FILE - In this file photo released by PBS, Dan Stevens as Matthew Crawley, left, and Michelle Dockery as Lady Mary are shown
FILE - In this file photo released by PBS, Dan Stevens as Matthew Crawley, left, and Michelle Dockery as Lady Mary are shown in a scene from the second season on "Downton Abbey." The program was nominated for an Emmy award for outstanding drama series on Thursday, July 19, 2012. The 64th annual Primetime Emmy Awards will be presented Sept. 23 at the Nokia Theatre in Los Angeles, hosted by Jimmy Kimmel and airing live on ABC. (AP Photo/PBS, Carnival Film & Television Limited 2011 for MASTERPIECE, File)

I am among the millions of fans who will mourn the season finale of "Downton Abbey." I happily anticipate, yet dread, the end of Season Three on February 17 when the show goes on hiatus until January, 2014. Here is what I will miss most during the long eleven months we are apart:

1. The opening montage richly depicts scenes of both upstairs and downstairs in the manor house. Creator Julian Fellowes earned an Oscar in 2002 as the screenwriter for the feature film Gosford Park, a movie known for its exquisite details. Though created for the small screen, "Downton Abbey" does not disappoint with its finely-crafted setting.

2. While soaking in the opening credits, the gorgeous orchestration of the theme music by British composer John Lunn summons me to listen to the program's thoughtful dialogue and array of accents.

3. I lust over Downton Abbey's interior design, dreaming of sweeping staircases, vaulted ceilings and beautiful table settings. While I will never live in a home like this, every Sunday I am able to dream.

4. Watching the interpersonal dynamics of Downton Abbey presents vivid examples of parenting do's and don'ts. The world may have changed much in the last ninety years, but the challenges of parenting remain unaltered.

5. Every "Downton Abbey" episode is a lesson in British history. The writers have already covered WWI, the influenza epidemic, the decline of the landed aristocracy and the formation of the Irish free state. I'm certain there is more to come.

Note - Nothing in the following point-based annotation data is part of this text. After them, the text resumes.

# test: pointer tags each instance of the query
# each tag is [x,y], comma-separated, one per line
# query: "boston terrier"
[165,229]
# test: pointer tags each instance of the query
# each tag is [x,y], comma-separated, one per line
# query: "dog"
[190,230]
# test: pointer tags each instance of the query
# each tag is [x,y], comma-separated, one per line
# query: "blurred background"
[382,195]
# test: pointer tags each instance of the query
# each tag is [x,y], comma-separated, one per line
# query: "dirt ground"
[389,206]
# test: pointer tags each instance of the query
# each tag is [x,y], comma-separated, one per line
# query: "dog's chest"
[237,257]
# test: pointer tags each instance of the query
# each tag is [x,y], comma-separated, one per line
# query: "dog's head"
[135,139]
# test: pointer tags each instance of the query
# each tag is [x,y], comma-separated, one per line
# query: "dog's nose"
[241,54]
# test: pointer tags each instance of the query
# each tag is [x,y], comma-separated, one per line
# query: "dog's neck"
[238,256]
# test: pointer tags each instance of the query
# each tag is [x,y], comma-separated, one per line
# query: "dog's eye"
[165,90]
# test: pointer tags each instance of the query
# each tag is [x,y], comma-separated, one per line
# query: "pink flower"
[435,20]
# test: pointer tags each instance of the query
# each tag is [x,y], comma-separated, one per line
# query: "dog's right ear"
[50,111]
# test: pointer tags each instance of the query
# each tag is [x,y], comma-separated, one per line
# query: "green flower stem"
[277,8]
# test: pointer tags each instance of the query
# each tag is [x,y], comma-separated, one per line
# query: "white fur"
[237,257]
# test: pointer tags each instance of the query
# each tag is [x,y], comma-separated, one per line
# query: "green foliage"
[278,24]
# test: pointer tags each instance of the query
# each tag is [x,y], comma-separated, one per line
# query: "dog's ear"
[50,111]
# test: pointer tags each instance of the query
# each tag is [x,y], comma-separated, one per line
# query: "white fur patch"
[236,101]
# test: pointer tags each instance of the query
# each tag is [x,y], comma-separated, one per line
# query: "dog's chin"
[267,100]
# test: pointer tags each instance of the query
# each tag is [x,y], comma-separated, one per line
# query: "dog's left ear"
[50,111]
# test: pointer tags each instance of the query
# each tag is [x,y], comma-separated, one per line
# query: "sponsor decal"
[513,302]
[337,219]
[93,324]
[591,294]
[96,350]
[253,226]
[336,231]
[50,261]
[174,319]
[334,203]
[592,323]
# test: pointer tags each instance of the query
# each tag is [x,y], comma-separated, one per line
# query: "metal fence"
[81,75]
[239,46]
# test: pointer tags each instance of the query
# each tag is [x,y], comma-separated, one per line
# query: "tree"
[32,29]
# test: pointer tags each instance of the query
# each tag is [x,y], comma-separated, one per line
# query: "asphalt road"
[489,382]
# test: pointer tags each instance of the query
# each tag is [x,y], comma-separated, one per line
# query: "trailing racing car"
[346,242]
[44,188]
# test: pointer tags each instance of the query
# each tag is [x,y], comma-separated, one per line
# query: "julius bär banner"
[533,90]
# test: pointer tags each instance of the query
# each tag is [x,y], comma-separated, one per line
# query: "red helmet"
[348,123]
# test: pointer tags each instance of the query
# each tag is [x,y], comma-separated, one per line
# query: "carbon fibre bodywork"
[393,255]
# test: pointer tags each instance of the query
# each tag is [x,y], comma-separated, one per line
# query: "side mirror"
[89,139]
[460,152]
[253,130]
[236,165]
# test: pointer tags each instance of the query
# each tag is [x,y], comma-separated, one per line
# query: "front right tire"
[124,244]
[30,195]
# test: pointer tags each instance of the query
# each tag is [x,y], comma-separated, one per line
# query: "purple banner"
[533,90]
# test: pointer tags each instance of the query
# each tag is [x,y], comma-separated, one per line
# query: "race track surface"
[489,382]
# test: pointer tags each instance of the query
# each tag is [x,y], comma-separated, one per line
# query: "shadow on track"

6. "Downton" has an expertly-drawn cast I love visiting every week. Fellowes made them all real to me, and I am invested in the lives of both the gilded Granthams and the downstairs help.

7. Not taking this show for granted, I recognize it as a rare, quality costume drama. I watched every episode of "Brideshead Revisited" and many fondly remember "Upstairs, Downstairs." But those shows were televised in 1981 and 1971. Success like this does not come around often.

9. The ladies' period costumes are stunningly beautiful. From wedding gowns to sleeping attire, the luxurious fabrics and intricate accessories are breathtaking. Watching the show feels like playing dress-up. If "Downton Abbey" starts a trend in long leather gloves, I will happily succomb to the temptation.

10. Maggie Smith, whose lines alone make the show worthwhile, dominates each and every scene. I lean into the TV whenever she appears to make sure I don't miss a word (although I can count on seeing her in a Monday-morning meme with the best zinger of the previous evening.)

11. Spoiler-alert: if you have not heard this already, regrettably, Dan Stevens' Matthew Crawley is departing the series. As I write this, I have no idea what torture the writers have created for Mary and Matthew. Happily-ever-after may not be written into the Season Four script for our favorite upstairs couple.

12. Discovering a show that both my husband and I enjoy is a gift. We watch together even if it means one of us must wait for the other to be available. In our almost empty nest, enjoying "Downton Abbey" has turned Sunday evening into a new date night.